The usual parameters are a name prefix "pre", that is prepended to all quantities, the source object (here c, p or fitter), and the RhoTuple n. For example, with prefix "ppb_", the invariant mass is store as "ppb_m", the momentum as "ppb_p".

The most powerful methode is given by qaComp, which dumps rather complete information of a reconstructed decay of a composite. In this example this single call generates 180 branches with all kind of information. The strategy is to loop through the reconstructed decay tree and call qaCand, qaP4Cms and qaPid for each final state, and qa2Body and qaDalitz for all two- and three-body decays, respectively. In addition, it stores the MC-truth-match information. For the i-th daughter, the method qaComp is called recursively, where di is appended to the prefix.

In our example ppbar -> J/psi pi+ pi- -> mu+ mu- pi+ pi-, the mass of the J/psi would be named "ppb_d0m", the pion PID of the pi+ "ppb_d1pidpi", the x-component of the momentum of the mu- "ppb_d0d1px", and so on.

So if you don’t know what infos to store, just use the method qaComp on intermediate or final composites.

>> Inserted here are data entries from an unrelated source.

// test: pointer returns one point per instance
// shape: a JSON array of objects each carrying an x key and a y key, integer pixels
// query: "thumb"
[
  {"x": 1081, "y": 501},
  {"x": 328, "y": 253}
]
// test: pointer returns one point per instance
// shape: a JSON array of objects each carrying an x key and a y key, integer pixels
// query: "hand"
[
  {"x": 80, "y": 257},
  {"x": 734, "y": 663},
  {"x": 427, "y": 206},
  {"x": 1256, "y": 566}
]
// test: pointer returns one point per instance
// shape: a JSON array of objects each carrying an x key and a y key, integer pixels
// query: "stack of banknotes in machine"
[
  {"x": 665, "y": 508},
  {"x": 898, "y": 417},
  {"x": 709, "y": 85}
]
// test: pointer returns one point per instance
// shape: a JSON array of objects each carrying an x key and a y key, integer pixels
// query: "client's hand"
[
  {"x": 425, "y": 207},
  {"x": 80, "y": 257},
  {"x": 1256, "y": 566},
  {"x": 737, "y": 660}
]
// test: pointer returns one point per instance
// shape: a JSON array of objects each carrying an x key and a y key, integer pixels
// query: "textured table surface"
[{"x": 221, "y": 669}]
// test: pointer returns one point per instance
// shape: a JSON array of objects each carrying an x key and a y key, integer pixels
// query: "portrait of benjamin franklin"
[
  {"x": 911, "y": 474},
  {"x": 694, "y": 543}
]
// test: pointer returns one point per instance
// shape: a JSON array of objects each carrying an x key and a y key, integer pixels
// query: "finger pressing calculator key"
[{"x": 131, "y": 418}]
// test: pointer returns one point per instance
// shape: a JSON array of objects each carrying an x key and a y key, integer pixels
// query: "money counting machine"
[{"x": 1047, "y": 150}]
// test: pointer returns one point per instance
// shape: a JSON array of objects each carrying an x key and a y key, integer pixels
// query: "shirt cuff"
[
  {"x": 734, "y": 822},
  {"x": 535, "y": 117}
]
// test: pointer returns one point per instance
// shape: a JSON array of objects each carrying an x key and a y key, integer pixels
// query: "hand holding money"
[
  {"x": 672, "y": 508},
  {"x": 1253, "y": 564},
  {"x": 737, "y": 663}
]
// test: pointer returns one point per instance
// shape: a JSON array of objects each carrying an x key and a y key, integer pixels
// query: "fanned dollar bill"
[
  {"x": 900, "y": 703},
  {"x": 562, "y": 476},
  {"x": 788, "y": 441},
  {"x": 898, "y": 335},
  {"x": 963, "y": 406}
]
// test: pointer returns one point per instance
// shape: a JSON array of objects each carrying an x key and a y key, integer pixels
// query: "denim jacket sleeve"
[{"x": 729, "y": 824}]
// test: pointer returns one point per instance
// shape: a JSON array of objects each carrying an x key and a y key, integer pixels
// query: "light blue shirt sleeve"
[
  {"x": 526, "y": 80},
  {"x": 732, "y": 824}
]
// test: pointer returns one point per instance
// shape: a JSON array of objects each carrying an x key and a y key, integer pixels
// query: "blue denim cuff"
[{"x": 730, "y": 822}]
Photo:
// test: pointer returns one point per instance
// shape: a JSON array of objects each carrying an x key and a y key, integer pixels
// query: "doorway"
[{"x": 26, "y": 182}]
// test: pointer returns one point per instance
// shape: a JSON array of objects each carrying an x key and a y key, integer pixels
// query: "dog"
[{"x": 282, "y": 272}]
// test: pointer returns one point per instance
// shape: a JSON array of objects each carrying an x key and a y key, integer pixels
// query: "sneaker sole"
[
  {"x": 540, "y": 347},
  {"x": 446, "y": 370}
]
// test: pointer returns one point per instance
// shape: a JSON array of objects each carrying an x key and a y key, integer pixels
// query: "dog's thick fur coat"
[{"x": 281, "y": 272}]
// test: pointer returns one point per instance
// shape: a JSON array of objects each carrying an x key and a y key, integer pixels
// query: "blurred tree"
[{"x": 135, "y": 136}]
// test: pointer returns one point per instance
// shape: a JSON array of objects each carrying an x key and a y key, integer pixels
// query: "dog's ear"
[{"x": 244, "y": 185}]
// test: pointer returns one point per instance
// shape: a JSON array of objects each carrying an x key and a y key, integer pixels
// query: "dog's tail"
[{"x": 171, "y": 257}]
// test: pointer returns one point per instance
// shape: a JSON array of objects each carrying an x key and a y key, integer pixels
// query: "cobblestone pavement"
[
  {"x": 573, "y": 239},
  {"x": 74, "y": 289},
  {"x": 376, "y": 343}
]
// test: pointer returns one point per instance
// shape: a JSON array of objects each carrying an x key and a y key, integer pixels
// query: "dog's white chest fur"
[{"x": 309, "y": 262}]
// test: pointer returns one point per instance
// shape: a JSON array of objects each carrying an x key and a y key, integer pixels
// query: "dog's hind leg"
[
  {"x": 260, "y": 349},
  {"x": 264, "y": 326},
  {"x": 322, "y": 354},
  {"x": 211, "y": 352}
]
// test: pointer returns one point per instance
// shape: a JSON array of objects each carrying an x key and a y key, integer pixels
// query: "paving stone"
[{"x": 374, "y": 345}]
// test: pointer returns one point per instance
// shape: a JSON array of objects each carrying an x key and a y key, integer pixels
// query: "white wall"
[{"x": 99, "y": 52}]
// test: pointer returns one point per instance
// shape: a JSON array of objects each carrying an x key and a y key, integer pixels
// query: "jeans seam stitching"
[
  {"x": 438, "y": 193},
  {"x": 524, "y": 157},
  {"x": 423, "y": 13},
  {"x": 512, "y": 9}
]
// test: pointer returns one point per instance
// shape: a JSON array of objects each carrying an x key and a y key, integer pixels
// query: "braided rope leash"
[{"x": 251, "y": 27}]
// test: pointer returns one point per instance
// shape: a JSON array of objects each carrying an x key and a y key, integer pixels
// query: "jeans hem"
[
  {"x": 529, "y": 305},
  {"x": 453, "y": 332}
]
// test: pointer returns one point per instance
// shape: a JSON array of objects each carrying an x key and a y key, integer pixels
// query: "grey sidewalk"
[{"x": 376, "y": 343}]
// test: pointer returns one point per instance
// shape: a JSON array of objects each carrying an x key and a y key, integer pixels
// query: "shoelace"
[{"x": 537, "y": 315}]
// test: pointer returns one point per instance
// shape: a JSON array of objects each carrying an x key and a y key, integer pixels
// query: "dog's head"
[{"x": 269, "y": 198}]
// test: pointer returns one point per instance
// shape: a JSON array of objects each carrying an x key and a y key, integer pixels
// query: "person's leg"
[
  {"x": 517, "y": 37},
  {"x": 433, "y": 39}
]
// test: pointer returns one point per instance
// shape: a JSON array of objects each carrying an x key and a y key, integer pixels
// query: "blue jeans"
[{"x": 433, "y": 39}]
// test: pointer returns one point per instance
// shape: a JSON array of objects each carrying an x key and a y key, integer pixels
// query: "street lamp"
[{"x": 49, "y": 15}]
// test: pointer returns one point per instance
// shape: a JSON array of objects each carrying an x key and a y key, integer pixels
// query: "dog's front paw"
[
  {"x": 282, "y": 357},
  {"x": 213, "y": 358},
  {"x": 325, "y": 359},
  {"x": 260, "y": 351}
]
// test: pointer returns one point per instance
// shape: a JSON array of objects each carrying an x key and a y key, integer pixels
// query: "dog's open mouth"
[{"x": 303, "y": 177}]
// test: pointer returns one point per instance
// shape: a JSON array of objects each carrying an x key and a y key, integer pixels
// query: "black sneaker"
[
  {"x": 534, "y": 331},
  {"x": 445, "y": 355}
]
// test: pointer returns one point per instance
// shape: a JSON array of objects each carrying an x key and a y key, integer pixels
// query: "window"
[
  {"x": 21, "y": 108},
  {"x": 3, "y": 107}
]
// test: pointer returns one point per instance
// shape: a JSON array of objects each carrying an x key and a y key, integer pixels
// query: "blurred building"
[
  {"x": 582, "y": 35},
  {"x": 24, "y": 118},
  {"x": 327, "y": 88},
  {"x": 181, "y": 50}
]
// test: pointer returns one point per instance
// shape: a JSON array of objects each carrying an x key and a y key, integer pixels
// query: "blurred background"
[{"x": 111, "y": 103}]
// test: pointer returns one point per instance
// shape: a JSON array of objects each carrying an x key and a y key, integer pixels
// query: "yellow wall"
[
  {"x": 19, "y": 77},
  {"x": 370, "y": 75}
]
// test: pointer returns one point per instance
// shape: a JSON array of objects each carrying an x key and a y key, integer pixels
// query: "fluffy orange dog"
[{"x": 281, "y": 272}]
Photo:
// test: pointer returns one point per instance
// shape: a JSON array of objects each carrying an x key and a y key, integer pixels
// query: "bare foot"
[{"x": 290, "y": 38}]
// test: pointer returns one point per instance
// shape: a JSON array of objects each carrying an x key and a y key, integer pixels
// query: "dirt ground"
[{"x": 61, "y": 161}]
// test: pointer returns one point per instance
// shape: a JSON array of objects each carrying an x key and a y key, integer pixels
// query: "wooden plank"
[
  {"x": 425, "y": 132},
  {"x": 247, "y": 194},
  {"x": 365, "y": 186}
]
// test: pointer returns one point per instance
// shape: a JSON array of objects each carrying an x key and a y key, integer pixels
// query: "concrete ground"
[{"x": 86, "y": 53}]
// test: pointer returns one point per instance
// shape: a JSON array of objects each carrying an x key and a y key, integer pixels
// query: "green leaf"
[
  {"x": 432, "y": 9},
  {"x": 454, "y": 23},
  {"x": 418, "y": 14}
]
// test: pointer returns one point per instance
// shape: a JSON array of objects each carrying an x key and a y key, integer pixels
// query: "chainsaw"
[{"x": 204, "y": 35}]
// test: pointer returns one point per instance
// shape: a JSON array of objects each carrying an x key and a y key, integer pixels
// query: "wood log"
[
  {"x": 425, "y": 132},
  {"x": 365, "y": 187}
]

The macro tut_ana_compact.C would represent the full featured analyse for our example channel using the QA-tool.

A typical use case and minimum example for an analysis could look like this (compare to macro tut_ana_mini.C):

RhoCandList muplus, muminus, piplus, piminus, jpsi, psi2s, all, neut;
RhoTuple *npsi2s = new RhoTuple("npsi2s", "psi(2S) Analysis");
PndRhoTupleQA qa(theAnalysis, 6.231552);

int i=0, j=0;

while (theAnalysis->GetEvent() && i++ < nevts) {
  // *** fill lists for combinatoric
  theAnalysis->FillList(muplus,  "MuonAllPlus",  pidSelection);
  theAnalysis->FillList(muminus, "MuonAllMinus", pidSelection);
  theAnalysis->FillList(piplus,  "PionAllPlus",  pidSelection);
  theAnalysis->FillList(piminus, "PionAllMinus", pidSelection);

  // *** perform combinatorics
  jpsi.Combine(muplus, muminus, DB_jpsi);        // J/psi -> mu+ mu-
  theAnalysis->McTruthMatch(jpsi);               // truth match of whole list
  psi2s.Combine(jpsi, piplus, piminus, DB_pbps); // pbarp -> J/psi pi+ pi-
  theAnalysis->McTruthMatch(psi2s);              // truth match of whole list

  for (j = 0; j < psi2s.GetLength(); ++j) {
    // *** common event info
    npsi2s->Column("ev",    i);                  // event number
    npsi2s->Column("cand",  j);                  // candidate number
    qa.qaP4("beam", ini,   npsi2s);              // beam 4-vector

    // *** candidate specific info
    qa.qaComp("pp", psi2s[j], npsi2s);           // composite info
    qa.qaMc("pp", psi2s[j], npsi2s);             // 4-vector of truth match

    // *** decay tree fitter
    RhoDecayTreeFitter fittree(psi2s[j], ini);   // setup fitter
    fittree.Fit();                               // perform fit

    qa.qaFitter("fdc_", &fittree, npsi2s);                    // chi2 / prob
    qa.qaCand("fpp", psi2s[j]->GetFit(), npsi2s);             // fitted psi(2S)
    qa.qaCand("fj", psi2s[j]->Daughter(0)->GetFit(), npsi2s); // fitted J/psi

    // *** and finally FILL Ntuple
    npsi2s->DumpData();
  }
}

In combination with the PndEventShape object, which provides the functionallity to calculate many different event based quantities like e.g. thrust, sphericity, Fox-Wolfram-moments, multiplicities and many more

// create a list with all charged and neutral candidates
theAnalysis->FillList(all,  "Charged");
theAnalysis->FillList(neut, "Neutral");
all.Append(neut);

// event shape calculator with threshold for:  E(gamma) / p(tracks)
//                                                 v       v
PndEventShape *evsh = new PndEventShape(all, ini, 0.03,   0.1);

the following QA-routines are also quite handy:

// event shape
void qaEventShape(TString pre, PndEventShape *evsh, RhoTuple *n);       // all event variables
void qaEventShapeShort(TString pre, PndEventShape *evsh, RhoTuple *n);  // reduced set of vars

The pictures below show two examples for event shape variables, thrust and sphericity. Obviously the more jet like events of pbar p -> phi phi show larger thrust and smaller spherictiy than the rather isotropic pbar p -> 8 pi+- events.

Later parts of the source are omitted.